EricGuo5513 / momask-codes

Official implementation of "MoMask: Generative Masked Modeling of 3D Human Motions (CVPR2024)"
https://ericguo5513.github.io/momask/
MIT License
856 stars 73 forks source link

Select latest.tar or net_best_fid.tar? #47

Closed fanqinshan0114 closed 3 weeks ago

fanqinshan0114 commented 6 months ago

I want to know why the Masked Transformer selected by default when evaluating Text2motion Generation is latest.tar instead of net_best_fid.tar, while RVQ and Residual Transformer select net_best_fid.tar. May I know which one you are actually using in your evaluation?

Murrol commented 6 months ago

Hi,

Good question. Intuitively, we select the best fid model on the validation set for the best motion quality. For mask transformer, ideally, we want to consider the metrics comprehensively, such as R-Precision. Picking the latest checkpoint is just simple and easy, that empirically gives good performance.

We evaluated the method using the checkpoints and scripts we shared.

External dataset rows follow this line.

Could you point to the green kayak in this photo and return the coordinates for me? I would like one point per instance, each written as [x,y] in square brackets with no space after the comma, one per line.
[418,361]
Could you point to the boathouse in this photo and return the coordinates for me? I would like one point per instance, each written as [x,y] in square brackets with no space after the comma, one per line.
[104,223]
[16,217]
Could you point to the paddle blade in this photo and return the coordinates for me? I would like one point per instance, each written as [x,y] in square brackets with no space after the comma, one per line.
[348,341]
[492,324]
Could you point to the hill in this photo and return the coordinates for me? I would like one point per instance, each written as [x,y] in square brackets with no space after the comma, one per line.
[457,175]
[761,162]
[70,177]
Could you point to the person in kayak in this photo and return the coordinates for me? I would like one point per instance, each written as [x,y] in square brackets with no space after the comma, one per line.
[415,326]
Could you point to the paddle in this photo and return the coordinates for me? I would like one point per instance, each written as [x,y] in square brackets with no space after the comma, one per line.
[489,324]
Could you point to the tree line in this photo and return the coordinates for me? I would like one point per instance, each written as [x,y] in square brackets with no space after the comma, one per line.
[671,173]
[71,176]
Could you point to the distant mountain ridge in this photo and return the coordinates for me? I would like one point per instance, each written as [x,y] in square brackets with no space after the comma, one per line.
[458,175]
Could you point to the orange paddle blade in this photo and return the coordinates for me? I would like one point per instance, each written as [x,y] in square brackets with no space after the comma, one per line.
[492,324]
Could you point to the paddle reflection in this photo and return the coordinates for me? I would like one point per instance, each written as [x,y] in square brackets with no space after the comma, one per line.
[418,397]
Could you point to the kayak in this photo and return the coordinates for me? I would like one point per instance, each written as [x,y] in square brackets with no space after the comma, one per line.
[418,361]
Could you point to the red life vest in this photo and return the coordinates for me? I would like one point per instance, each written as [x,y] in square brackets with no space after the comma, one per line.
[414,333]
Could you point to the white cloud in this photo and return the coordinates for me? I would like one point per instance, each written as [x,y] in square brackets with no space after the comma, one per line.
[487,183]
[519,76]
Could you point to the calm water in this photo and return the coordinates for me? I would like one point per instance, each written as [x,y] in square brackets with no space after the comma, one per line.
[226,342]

For details, the epoch id is recorded in the checkpoint (key: ‘ep’).

fanqinshan0114 commented 6 months ago

Hi,

Good question. Intuitively, we select the best fid model on the validation set for the best motion quality. For mask transformer, ideally, we want to consider the metrics comprehensively, such as R-Precision. Picking the latest checkpoint is just simple and easy, that empirically gives good performance.

We evaluated the method using the checkpoints and scripts we shared. For details, the epoch id is recorded in the checkpoint (key: ‘ep’).

If I want to train momask base, i.e. without using residual transformer. Should I still choose latest.rar for masked transformer when evaluating?